Spun: Relient K

By Ryan Pike

Some bands find themselves defined by their own contradictions. Relient K is among them. The Canton, Ohio-based group has been wrestling with the question of whether they’re a punk bank or a Christian band since their formation in 1998, and despite releasing five albums in the past decade, they still haven’t decided. Their fifth full-length release, Five Score and Seven Years Ago, is a product of that contradiction.

Five Score can be broken into two portions: the songs where Relient K channels Simple Plan and the songs where they don’t. When the group decides to be generic pop-punk, the album is enjoyable if uneven, even if it’s like listening to musical Mad Libs. When they stray from their comfortable pop-punk sound and attempt something different, the album loses momentum. The bulk of the album is a barrage of formulaic, forgettable three-minute tunes, making the 11-minute-long “Deathbed” sound like something stolen from another band. Luckily, it happens to be the last song on the album.

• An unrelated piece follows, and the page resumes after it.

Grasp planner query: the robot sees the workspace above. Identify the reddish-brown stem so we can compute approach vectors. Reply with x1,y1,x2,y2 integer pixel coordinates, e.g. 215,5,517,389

When Relient K is hitting their spots, the album is toe-tapping generic pop-punk. When they’re not, the album is formulaic tripe. The resulting dichotomy between the good and the bad makes Five Score a frustrating listen, as good songs like “Forgiven” tease the listener with a potential that Relient K can’t quite reach. Still, if fans of the band or the genre can remember to shut off the album before the final song, they’ll be able to enjoy Five Score for what it is.